Bombastikkabausirah.com – Diwarnai dua gol kontroversi dari kedua belah pihak dan satu kartu merah untuk Kalteng Putra, tim berjuluk Isen Mulang berhasil singkirkan tuan rumah Persija Jakarta dihadapan suporternya The Jak Mania, malalui adu penalti.

Walaupun Persija Jakarta yang mengambil inisiatif penyerangan, namun tim berjuluk Macan Kemayoran itu belum mampu menembus rapinya pertahanan Kalteng Putra. Hingga babak pertama berakhir skor kacamata belum berubah.

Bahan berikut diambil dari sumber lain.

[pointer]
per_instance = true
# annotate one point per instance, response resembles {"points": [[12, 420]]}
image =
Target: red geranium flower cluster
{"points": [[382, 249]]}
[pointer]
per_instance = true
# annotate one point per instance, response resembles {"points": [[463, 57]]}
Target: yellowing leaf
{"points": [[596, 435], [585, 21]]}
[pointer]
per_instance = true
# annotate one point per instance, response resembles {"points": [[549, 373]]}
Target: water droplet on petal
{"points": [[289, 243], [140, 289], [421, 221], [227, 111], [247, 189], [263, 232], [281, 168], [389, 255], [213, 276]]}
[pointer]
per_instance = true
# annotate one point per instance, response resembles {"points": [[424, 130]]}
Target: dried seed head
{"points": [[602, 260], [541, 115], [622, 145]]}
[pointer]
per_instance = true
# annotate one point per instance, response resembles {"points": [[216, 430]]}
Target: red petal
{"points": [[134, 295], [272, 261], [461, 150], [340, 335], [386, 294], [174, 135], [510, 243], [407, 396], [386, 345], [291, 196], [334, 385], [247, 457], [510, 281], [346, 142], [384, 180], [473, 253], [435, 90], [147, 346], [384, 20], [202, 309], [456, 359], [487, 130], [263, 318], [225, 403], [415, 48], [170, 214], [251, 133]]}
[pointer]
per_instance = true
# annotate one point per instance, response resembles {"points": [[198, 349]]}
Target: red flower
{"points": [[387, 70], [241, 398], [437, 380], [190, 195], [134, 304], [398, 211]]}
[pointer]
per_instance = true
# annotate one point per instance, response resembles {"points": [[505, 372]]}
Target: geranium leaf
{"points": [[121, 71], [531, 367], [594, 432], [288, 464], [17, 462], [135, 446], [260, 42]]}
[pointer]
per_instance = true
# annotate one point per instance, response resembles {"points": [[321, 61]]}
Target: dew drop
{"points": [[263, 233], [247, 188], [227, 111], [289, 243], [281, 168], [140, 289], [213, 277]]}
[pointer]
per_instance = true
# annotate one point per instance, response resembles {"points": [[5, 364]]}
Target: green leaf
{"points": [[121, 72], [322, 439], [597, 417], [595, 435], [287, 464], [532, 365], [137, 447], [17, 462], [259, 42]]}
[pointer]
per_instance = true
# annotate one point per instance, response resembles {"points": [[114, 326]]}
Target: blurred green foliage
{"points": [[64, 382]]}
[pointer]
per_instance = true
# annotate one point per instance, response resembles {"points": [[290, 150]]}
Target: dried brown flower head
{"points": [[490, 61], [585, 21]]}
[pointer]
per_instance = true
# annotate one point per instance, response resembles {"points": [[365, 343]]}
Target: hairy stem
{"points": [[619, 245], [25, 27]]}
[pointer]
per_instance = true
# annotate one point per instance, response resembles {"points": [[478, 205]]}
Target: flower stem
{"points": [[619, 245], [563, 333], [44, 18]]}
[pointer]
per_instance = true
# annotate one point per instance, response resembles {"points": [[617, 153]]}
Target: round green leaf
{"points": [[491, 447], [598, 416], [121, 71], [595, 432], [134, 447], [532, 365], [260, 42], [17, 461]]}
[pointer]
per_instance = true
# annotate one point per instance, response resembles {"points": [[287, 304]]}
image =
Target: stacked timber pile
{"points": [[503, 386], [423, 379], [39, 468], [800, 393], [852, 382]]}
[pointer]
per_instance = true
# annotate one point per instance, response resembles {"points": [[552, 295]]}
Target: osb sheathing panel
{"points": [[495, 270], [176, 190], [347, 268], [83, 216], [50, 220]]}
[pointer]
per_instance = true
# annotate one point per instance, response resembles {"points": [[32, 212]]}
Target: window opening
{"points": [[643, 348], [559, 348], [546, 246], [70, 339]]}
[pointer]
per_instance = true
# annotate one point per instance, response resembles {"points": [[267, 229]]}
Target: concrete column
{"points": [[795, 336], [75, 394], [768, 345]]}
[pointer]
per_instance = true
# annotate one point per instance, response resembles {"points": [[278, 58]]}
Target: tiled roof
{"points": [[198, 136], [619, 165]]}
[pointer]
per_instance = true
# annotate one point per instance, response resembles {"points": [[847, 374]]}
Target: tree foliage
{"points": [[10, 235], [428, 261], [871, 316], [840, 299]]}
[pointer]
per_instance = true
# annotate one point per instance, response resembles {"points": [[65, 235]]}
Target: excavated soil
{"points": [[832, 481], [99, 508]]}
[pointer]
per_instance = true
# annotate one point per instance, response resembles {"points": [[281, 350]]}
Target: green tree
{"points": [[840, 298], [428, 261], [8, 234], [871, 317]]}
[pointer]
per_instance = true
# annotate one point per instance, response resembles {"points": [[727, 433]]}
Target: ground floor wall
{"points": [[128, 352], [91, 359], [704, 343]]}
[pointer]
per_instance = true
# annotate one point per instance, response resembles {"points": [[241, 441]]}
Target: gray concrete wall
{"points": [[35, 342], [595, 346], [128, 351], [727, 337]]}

Di babak kedua, Kalteng Putra berhasil unggul lebih dulu melalui gol Tangan Tuhan nan kontroversi dari Patrick Wanggai dimenit 56. Laga sempat terhenti beberapa menit akibat protes yang dilakukan para pemain Persija Jakarta, anak asuh Ivan Kolev itu tak terima gol dari Wanggai di sah kan wasit Thoriq Al-Katiri.

Tapi setelah itu laga masih bisa dilanjutkan dan Persija Jakarta berhasil menyamakan kedudukan dimenit ke 77 juga melalui gol kontroversi Bruno Matos, yang tampak berada di Posisi off-side. Matos tampak berada sekitar dua meter dibelakang pemain terakhir Kalteng Putra.

Hingga peluit panjang tanda pertandingan berakhir berbunyi, skor 1-1 tak juga berubah. Sesuai peraturan Piala Presiden, pertandingan langsung dilanjutkan dengan babak adu penalti, tanpa harus melalui babak perpanjangan waktu.

Kalteng Putra berhasil memenangkan babak adu penalti ini dengan skor 4-3, setelah dua orang algojo Persija Fitra Ridwan dan Bruno Matos menjadi pesakitan setalah gagal mengeksekusi penalti dengan baik. Sementara dari Kalteng Putra hanya satu orang yang gagal, yaitu I Gede Sukadana.